Tokenizer Factory

The Tokenizer Factory is responsible for generating the tokenizer used in training. The tokenizer is in turn used by the DatasetFactory to tokenize the input data. A Tokenizer Factory can be created by inheriting from the TokenizerFactory class and implementing the create_tokenizer() method.

class arctic_training.tokenizer.factory.TokenizerFactory(trainer, tokenizer_config=None)[source]

Bases: ABC, CallbackMixin

Base class for all tokenizer factories.

Parameters:
name: str

The name of the tokenizer factory. This is used to identify the tokenizer factory in the registry.

config: TokenizerConfig

The configuration class for the tokenizer factory. This is used to validate the configuration passed to the factory.

property trainer: Trainer
property device: str
property world_size: int
property global_rank: int
abstract create_tokenizer()[source]

Creates the tokenizer.

Return type:

PreTrainedTokenizer

Attributes

Similar to other Factory classes in ArcticTraining, the TokenizerFactory class must have a name attribute that is used to identify the factory when registering it with ArcticTraining and a config attribute type hint that is used to validate the config object passed to the factory.

Properties

A TokenizerFactory has several attributes that can be used to access information about the trainer and distributed state at runtime, including device, trainer, world_size, and global_rank.

Methods

TokenizerFactories have just one method that must be defined: create_tokenizer().

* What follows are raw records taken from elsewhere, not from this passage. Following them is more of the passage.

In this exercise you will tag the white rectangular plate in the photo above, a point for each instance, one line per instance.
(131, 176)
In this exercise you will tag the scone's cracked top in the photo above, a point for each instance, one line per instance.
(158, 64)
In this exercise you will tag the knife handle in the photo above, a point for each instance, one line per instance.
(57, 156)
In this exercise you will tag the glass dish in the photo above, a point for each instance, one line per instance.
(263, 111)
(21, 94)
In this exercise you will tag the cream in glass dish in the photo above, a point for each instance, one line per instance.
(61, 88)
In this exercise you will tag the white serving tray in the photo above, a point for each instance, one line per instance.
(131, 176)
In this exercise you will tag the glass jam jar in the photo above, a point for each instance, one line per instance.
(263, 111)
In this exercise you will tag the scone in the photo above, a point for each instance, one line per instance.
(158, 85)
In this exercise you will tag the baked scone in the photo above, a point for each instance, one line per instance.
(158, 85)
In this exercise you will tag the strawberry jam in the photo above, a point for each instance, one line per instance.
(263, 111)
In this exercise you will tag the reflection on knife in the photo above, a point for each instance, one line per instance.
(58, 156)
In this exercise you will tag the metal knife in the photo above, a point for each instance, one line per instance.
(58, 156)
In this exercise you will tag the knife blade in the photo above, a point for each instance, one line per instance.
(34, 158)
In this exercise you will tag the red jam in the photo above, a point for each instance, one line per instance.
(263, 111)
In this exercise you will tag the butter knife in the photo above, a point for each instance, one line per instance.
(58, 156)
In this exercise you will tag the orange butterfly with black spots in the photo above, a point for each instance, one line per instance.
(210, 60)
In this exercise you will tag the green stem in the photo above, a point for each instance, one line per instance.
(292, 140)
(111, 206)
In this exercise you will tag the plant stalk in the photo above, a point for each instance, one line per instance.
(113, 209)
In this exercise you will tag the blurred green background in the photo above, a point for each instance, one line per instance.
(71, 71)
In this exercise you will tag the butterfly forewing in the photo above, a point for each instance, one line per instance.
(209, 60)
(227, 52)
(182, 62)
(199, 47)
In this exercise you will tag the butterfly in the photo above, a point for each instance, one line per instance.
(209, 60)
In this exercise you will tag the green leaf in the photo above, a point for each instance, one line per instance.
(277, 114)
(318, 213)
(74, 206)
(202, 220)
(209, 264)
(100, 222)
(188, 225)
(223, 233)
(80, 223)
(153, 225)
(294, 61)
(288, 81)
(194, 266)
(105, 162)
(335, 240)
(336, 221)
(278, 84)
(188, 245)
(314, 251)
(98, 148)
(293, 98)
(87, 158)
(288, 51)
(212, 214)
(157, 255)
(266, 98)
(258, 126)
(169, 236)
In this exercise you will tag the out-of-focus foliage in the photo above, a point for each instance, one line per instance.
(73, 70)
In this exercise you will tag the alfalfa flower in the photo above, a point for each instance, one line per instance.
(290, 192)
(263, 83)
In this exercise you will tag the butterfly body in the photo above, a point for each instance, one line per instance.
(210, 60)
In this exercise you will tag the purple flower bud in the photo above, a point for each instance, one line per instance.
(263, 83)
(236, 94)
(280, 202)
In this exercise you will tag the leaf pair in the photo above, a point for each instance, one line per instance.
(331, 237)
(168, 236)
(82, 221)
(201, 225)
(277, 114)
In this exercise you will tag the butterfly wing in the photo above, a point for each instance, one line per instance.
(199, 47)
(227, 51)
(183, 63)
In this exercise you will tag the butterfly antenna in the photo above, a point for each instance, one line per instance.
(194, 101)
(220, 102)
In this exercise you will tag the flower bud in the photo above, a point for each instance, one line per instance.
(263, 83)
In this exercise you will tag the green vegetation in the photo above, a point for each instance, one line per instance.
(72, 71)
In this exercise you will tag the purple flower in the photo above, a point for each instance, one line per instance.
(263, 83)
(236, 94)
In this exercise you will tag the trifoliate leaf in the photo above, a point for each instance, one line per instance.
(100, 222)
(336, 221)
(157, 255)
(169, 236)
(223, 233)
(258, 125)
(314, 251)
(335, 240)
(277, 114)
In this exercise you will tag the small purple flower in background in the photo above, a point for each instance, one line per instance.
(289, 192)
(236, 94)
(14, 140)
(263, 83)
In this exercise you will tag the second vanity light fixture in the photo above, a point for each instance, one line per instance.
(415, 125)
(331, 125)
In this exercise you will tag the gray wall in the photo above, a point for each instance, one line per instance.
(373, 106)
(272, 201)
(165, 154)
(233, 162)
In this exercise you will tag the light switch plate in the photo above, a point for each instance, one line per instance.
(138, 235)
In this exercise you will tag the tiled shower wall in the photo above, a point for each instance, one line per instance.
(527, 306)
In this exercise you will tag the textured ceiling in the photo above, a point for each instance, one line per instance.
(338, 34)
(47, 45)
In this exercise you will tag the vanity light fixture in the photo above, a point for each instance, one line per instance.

The create_tokenizer() method should return the tokenizer object created using the passed tokenizer config.

HuggingFace Tokenizer Factory

A custom tokenizer factory can be created from the TokenizerFactory building block, but ArcticTraining also comes with a TokenizerFactory implementation that can be used out of the box: HFTokenizerFactory. The HFTokenizerFactory will load tokenizers from HuggingFace Hub given a path to a local repo or the tokenizer name.